How to dye Easter eggs naturally using fruit and vegetables


Skip the standard egg dying kit and make your own Easter egg dye using veggies and spices you have in your kitchen.  Natural egg dye is easy and more eco-friendly using vegetables, spices and berries to create just about any colour you want. 



Use these all-natural dye recipes made using ingredients from your pantry to create Easter eggs in pretty, subdued shades of blue, green, pink, yellow and orange. 


We love that it is an eco-friendly alternative that uses natural ingredients without food waste because you can eat eggs free of toxic dyes.


Keep in mind that when dying eggs using all-natural ingredients the results will vary from batch to batch. The end result of the dye will vary depending on the colour of your eggs, how concentrated the dye is, how long the eggs are immersed in the dye and the intensity of the colour of the vegetables that you use. Don't forget that you can try experimenting by double dipping your eggs in multiple dyes to see what colours you can create. We used red and yellow onions, beets, frozen blueberries and turmeric.

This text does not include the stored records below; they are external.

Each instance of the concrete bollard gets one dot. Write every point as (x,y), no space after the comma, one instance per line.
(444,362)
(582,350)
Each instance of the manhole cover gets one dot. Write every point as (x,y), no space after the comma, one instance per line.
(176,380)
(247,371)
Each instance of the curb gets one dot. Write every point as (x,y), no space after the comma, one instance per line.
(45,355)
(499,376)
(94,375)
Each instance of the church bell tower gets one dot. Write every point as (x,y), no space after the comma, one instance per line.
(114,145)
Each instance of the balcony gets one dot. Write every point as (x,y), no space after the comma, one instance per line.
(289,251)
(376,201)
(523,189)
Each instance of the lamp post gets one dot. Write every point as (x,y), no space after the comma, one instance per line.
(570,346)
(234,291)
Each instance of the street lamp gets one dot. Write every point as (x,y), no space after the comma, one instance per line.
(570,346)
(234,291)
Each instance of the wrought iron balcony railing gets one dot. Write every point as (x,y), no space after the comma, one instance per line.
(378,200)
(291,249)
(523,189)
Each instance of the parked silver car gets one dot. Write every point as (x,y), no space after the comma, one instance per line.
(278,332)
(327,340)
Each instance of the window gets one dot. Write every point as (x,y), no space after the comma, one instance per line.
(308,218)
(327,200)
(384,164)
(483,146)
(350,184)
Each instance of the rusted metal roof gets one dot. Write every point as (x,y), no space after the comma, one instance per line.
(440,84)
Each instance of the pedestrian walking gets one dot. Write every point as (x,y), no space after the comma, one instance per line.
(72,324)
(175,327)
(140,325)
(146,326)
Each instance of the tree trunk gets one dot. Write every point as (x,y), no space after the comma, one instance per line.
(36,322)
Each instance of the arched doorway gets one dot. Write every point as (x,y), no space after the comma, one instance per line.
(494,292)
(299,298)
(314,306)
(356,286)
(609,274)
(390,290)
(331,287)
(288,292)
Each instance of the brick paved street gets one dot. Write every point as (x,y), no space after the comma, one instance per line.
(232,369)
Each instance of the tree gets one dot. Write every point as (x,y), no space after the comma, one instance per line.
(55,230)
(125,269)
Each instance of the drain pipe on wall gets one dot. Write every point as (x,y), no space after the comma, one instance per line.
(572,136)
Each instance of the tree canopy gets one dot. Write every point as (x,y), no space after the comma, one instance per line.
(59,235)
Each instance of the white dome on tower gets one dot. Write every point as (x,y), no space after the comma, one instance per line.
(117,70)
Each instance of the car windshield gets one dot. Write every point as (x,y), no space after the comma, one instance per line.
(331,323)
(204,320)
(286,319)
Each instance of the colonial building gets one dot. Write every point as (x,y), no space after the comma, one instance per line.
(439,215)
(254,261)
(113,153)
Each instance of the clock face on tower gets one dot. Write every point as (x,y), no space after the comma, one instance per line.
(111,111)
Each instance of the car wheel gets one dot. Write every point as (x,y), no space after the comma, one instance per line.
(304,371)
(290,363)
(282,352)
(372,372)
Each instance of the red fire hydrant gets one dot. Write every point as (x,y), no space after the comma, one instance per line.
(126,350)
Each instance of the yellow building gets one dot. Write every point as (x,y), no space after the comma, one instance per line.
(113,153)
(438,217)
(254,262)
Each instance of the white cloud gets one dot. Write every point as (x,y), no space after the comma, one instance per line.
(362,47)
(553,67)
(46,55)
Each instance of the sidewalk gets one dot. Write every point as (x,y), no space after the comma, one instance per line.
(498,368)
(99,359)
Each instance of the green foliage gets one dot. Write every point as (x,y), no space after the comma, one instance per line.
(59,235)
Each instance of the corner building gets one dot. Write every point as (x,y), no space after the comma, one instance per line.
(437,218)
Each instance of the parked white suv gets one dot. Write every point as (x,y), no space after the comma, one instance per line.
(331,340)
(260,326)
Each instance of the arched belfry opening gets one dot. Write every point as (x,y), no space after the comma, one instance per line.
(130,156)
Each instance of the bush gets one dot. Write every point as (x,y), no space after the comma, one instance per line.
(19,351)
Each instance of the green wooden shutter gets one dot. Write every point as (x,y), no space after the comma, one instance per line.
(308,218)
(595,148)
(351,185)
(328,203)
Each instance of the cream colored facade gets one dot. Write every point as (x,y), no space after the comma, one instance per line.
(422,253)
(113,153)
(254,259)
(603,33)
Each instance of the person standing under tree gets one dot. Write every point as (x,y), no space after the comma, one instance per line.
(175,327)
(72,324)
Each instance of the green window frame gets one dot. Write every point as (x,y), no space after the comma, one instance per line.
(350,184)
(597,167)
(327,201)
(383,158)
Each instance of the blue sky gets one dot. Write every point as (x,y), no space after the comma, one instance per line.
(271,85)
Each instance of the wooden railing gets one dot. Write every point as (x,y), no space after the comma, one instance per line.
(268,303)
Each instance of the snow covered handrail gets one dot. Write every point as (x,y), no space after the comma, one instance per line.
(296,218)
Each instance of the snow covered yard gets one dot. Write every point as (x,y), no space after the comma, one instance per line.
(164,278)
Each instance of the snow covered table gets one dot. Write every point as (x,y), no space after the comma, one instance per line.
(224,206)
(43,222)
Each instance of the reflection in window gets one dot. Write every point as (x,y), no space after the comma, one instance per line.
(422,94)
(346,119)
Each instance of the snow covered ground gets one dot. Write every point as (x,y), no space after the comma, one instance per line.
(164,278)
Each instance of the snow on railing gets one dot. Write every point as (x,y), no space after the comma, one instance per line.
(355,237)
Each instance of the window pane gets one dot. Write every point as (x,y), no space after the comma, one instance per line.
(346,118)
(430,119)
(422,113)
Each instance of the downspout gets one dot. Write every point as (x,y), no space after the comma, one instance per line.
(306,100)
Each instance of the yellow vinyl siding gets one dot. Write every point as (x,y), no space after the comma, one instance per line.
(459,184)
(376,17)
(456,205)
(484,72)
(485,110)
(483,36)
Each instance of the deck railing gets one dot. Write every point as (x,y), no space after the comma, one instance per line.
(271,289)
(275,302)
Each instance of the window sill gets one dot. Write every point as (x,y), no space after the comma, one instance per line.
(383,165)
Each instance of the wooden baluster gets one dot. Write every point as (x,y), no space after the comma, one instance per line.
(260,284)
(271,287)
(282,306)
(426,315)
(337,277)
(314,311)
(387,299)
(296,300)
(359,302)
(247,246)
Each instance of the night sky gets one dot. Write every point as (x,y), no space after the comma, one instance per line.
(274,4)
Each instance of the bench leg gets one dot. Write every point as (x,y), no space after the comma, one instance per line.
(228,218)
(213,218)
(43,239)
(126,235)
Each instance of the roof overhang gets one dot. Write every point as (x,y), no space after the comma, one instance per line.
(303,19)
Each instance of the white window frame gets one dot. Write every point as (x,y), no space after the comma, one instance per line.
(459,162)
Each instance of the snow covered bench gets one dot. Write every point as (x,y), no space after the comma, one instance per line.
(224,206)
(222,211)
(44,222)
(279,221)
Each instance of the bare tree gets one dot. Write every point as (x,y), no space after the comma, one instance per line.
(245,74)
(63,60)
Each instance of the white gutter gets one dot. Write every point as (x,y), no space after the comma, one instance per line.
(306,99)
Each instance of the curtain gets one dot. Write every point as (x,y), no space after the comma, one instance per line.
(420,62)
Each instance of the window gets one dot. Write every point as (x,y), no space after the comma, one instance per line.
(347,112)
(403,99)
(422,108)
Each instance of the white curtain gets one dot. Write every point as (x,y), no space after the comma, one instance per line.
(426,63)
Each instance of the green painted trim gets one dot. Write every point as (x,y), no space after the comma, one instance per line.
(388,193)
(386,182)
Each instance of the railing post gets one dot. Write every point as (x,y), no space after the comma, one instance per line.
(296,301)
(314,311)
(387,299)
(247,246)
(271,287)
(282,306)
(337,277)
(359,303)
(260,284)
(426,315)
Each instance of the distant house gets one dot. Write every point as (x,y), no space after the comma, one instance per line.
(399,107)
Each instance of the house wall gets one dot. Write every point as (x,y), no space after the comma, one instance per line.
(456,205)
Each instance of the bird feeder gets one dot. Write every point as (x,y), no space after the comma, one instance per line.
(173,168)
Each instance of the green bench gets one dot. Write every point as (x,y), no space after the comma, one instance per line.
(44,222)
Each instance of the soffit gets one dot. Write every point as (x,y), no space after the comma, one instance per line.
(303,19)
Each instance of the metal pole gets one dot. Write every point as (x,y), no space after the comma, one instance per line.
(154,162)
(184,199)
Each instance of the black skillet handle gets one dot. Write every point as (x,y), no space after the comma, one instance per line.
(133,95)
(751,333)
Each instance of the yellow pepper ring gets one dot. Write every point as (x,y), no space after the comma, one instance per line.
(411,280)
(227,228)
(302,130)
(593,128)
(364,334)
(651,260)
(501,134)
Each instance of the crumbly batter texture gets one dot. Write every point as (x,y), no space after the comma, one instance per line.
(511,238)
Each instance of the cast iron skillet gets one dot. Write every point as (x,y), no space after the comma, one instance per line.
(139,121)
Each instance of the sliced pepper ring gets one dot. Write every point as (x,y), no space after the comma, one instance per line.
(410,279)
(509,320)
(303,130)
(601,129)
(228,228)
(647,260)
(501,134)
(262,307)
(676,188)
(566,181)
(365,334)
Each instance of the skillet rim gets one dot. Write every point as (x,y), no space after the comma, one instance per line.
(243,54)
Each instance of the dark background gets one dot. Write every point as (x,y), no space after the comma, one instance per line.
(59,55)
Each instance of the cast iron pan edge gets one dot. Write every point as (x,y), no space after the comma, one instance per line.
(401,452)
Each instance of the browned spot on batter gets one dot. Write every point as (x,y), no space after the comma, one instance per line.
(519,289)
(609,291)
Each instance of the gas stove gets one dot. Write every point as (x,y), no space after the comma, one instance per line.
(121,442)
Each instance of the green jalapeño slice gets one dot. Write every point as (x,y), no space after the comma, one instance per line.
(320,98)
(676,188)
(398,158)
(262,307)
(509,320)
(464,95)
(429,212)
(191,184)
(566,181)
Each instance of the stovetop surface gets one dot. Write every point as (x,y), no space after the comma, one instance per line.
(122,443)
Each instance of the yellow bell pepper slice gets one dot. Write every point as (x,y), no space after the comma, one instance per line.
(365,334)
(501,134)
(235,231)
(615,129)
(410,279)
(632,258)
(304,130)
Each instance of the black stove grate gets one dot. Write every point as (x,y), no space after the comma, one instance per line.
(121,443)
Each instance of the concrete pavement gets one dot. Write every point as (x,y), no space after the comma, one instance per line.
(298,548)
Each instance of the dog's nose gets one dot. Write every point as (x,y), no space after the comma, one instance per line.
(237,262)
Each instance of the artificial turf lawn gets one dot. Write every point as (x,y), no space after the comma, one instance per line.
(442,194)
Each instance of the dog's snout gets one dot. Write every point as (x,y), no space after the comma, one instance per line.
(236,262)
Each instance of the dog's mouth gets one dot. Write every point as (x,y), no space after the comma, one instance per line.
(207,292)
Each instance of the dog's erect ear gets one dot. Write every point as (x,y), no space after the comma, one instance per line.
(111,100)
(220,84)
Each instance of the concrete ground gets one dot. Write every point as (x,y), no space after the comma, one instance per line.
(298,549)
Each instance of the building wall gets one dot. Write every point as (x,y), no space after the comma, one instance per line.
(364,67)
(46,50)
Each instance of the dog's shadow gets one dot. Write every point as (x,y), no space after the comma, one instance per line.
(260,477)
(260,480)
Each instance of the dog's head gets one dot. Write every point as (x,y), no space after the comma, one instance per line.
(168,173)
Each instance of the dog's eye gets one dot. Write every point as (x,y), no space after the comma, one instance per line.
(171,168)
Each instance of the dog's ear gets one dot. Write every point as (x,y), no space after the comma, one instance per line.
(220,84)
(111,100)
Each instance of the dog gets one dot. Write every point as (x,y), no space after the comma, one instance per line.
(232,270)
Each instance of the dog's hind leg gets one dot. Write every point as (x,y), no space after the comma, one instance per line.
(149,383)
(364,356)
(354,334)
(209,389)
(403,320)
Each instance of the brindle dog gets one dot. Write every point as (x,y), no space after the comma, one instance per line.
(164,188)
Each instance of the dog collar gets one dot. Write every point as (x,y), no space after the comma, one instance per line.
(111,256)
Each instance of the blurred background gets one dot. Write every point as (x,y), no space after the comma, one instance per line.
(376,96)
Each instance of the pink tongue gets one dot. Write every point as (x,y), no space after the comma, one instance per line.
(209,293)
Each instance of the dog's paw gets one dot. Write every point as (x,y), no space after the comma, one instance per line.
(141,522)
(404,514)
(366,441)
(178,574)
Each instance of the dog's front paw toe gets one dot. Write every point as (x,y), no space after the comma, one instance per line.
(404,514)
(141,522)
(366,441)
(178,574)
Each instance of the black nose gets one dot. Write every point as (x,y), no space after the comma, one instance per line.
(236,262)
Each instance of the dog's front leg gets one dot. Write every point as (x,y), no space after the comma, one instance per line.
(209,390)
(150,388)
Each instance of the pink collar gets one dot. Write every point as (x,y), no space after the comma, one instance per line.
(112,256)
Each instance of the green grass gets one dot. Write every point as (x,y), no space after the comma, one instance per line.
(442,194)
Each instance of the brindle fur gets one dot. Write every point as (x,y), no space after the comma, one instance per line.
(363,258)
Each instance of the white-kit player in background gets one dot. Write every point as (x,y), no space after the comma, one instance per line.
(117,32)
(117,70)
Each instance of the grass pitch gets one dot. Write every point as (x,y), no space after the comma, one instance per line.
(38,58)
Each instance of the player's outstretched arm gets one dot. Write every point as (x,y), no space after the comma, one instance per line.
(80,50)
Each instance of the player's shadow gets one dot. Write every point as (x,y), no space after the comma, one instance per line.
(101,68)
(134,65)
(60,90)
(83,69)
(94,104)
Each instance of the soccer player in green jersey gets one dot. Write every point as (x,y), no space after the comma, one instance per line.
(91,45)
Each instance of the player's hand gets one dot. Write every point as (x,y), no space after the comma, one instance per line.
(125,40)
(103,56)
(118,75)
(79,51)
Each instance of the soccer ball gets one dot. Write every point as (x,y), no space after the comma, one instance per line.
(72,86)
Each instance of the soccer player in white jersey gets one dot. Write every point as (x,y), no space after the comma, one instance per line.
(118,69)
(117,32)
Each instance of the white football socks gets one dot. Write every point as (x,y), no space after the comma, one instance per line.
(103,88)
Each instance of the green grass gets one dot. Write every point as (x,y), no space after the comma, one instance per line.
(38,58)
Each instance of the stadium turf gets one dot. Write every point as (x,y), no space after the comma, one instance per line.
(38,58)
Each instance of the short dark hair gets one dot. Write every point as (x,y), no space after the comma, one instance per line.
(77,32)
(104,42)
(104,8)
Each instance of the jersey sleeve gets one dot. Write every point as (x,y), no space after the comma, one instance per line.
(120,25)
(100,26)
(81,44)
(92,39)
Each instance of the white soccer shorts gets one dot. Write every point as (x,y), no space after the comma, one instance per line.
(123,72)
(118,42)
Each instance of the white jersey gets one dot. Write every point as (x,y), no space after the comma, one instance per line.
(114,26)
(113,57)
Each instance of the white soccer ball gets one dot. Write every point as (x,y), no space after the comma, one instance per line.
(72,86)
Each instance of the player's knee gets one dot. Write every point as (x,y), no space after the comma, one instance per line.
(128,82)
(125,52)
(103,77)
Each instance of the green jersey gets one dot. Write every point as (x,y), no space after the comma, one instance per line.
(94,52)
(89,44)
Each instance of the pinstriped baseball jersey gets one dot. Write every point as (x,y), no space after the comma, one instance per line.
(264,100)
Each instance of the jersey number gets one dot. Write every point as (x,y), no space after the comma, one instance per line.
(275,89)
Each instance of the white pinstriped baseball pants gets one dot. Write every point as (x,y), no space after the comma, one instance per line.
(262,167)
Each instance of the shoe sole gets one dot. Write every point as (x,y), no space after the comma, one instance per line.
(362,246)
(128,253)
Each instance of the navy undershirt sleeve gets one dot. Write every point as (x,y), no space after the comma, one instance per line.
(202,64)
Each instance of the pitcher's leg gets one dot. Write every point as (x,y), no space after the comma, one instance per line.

*Note: If you plan on eating the hard-boiled eggs please make sure you keep them refrigerated or if you want to keep them indefinitely (and you're patient!) plan on taking the time to blow the yolks out of the egg shells before dyeing.




Step 1: Gather Supplies
  • medium sized pots
  • fine mesh strainer
  • clean, empty glass jars or bowls
  • measuring cup & spoons
  • wooden spoon
  • slotted spoon
  • white vinegar
  • hard boiled white eggs
  • assorted vegetables and spices (red onions, yellow onions, beets, frozen blueberries, and ground turmeric)




Step 2:

Follow each recipe using the ingredients below to create these natural dye colours. Natural dyes can have unexpected results, so don’t be surprised if the colours vary.



 Blue:

Combine 1 cup of frozen blueberries (wild blueberries work best) with 1-cup cold water.  Let the berries defrost and come to room temperature in the water. Mash the berries gently to release their entire colour. Add one tablespoon white vinegar. Remove berries from liquid using a fine mesh strainer.
  
Greenish

Remove paper skins from six red onions and simmer in two cups of water for 15 minutes. Remove the skins from the water. Add 3 teaspoons of white vinegar. Let cool.

Peachy Pink

Cut one large beet into chunks and add to four cups of boiling water. Stir in two tablespoons of white vinegar. Let cool to room temperature. Remove beets with slotted spoon.

Orange:

Remove paper skins from six yellow onions and simmer in two cups of water for 15 minutes. Remove the skins from the water. Add 3 teaspoons of white vinegar. Let cool.

Yellow:

Add two tablespoons of ground turmeric to two cups of boiling water. Let steep for approximately 20-30 minutes. Add vinegar to the mixture and stir.



Step 3:

Pour the strained, cooled dyes in clean glass jars or bowls. 





 Step 4:

Add cooled hard-boiled eggs to the dyes and let the eggs steep in the dye until desired colour is achieved.




Step 5:

Remove the eggs from the dyes with a slotted spoon and let dry completely. We used a cookie cooling rack with paper towels underneath to catch any extra drips of dye and let the eggs dry..





You'll end up with really pretty coloured eggs that you can display on your Easter table. Gather the eggs inside a vintage compote or bowl and set in the centre of your table.






... or pop them inside vintage egg cups and display them along the centre of a table or at each place setting.